Mortality Salience Definition
Mortality salience refers to a psychological state in which a person is consciously thinking about his or her own death.
Mortality Salience Background
Jeff Greenberg, Tom Pyszczynski, and Sheldon Solomon coined the term in 1986 to refer to a way to assess terror management theory. The theory posits that the fear of death motivates individuals to sustain faith in a cultural belief system or worldview that makes life seem meaningful and sustain the belief that they are significant and capable of enduring beyond their own death.
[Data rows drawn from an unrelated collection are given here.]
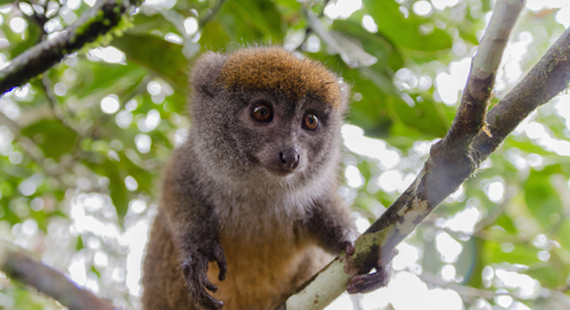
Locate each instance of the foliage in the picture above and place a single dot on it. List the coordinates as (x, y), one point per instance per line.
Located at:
(82, 146)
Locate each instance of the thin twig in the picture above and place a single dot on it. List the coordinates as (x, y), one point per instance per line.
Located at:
(18, 265)
(100, 19)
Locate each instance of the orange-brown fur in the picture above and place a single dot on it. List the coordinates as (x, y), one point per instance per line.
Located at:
(275, 231)
(275, 68)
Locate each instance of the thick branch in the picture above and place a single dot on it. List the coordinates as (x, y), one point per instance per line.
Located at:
(17, 264)
(470, 118)
(99, 20)
(545, 80)
(439, 178)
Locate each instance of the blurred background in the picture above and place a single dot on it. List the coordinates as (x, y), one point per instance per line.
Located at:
(81, 147)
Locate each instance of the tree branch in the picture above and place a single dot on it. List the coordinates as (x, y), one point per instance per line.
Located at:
(17, 264)
(453, 159)
(100, 19)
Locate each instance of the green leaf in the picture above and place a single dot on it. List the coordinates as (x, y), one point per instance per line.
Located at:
(158, 55)
(427, 116)
(406, 31)
(542, 199)
(54, 138)
(389, 59)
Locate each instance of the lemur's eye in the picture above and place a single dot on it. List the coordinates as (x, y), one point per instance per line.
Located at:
(261, 111)
(310, 122)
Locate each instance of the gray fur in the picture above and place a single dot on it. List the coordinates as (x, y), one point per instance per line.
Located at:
(218, 190)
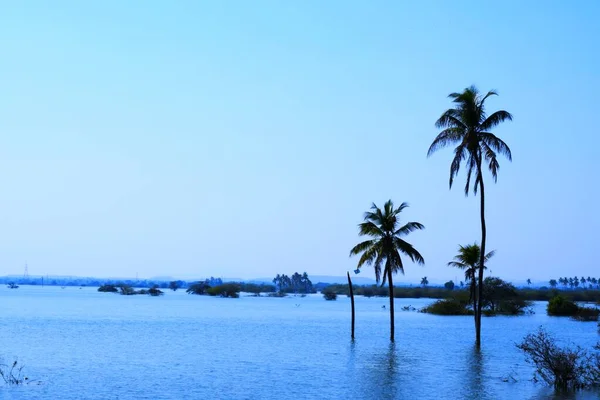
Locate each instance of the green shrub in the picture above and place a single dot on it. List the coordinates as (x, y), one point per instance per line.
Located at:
(329, 294)
(127, 290)
(587, 314)
(225, 290)
(155, 291)
(108, 289)
(277, 294)
(447, 307)
(560, 306)
(198, 288)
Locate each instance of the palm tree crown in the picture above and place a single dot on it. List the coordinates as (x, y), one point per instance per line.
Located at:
(468, 259)
(386, 244)
(468, 127)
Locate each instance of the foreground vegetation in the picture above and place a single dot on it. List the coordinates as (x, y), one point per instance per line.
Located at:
(564, 368)
(127, 290)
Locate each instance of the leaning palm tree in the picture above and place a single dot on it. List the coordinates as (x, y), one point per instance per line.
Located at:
(467, 259)
(468, 127)
(385, 246)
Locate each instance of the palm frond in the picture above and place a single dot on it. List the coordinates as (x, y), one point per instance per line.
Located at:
(409, 227)
(490, 255)
(369, 229)
(400, 208)
(495, 119)
(409, 250)
(368, 257)
(457, 264)
(445, 138)
(496, 144)
(490, 156)
(363, 246)
(459, 155)
(451, 118)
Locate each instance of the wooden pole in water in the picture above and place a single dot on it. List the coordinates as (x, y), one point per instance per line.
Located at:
(351, 302)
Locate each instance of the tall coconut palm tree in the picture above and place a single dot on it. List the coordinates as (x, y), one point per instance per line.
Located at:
(468, 126)
(467, 259)
(386, 245)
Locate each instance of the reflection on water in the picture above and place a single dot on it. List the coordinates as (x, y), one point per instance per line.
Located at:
(475, 365)
(186, 347)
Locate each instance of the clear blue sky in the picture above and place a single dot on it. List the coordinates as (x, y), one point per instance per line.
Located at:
(245, 139)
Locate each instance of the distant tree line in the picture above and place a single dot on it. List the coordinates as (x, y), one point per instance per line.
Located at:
(295, 284)
(575, 282)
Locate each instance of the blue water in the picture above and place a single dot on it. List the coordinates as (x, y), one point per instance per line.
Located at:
(81, 344)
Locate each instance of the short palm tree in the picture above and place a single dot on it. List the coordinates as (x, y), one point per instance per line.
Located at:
(468, 127)
(385, 245)
(467, 259)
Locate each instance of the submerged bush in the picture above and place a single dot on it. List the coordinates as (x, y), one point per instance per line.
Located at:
(155, 291)
(586, 314)
(329, 294)
(562, 307)
(108, 289)
(225, 290)
(198, 288)
(562, 367)
(13, 374)
(447, 307)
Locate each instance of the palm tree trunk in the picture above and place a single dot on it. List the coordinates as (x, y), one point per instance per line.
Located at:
(391, 285)
(474, 300)
(481, 260)
(351, 302)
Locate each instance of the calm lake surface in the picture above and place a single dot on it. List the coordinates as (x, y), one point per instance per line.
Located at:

Greenberg and colleagues proposed that, if the theory is correct, then having people think about their own death—that is, mortality salience— should increase people’s support of their own cultural worldview.
Research on Mortality Salience
The most common method to induce mortality salience is to ask participants to respond to the following two prompts: “Please describe the emotions the thought of your own death arouses in you” and “Jot down, as specifically as you can, what you think will happen to you physically as you die and once you are physically dead.” The first finding was that mortality salience led municipal court judges to recommend a much higher bond in a hypothetical prostitution case than they otherwise would. This was interpreted as support for terror management theory because it showed that mortality salience encouraged the judges to uphold their worldview by punishing someone who violated the morals of their worldview.
Studies have shown that mortality salience leads people to react positively to those who support their worldview and negatively to those who violate or criticize their worldview. Additional research has found that mortality salience affects a wide range of judgments and behaviors that preserve faith in either one’s worldview or one’s self-esteem.
More than 200 studies have made mortality salient in a variety of ways and in comparison with many control conditions. Mortality salience has been induced by exposure to gory accident footage, death anxiety questionnaires, and proximity to funeral homes and cemeteries. Control conditions have reminded participants of neutral topics and aversive topics such as failure, uncertainty, meaninglessness, pain, and social exclusion. These findings have generally supported the specific role of mortality concerns in mortality salience effects.
Studies investigating the cognitive processes involved in mortality salience effects have shown that mortality salience initially leads people toward distracting themselves from thoughts of death. After a delay, thoughts of death return to the fringes of consciousness, at which time the worldview and self-esteem bolstering effects of mortality salience occur. Indeed, similar effects have been shown in response to exposure to brief subliminal flashes of death-related words on a computer screen; these subliminal primes bring death thoughts to the fringes of consciousness without making mortality salient.
Mortality Salience Implications
In supporting terror management theory, mortality salience research demonstrates that unconscious concerns about one’s own death motivate a wide range of judgments and behaviors to bolster the individual’s faith in his or her worldview and self-worth. This work thereby suggests that mortality concerns contribute to nationalism, prejudice, and intergroup aggression, as well as prosocial behavior and cultural achievements.
References:
- Becker, E. (1974). The denial of death. New York: Free Press.
- Greenberg, J., Solomon, S., & Pyszczynski, T. (1997). Terror management theory and research: Empirical assessments and conceptual refinements. In M. P. Zanna (Ed.), Advances in experimental social psychology (Vol. 29, pp. 61-139). San Diego, CA: Academic Press.
- Solomon, S., Greenberg, J., & Pyszczynski, T. (1991). A terror management theory of social behavior: On the psychological functions of self-esteem and cultural worldviews. In M. P. Zanna (Ed.), Advances in experimental social psychology (Vol. 24, pp. 93-159). San Diego, CA: Academic Press.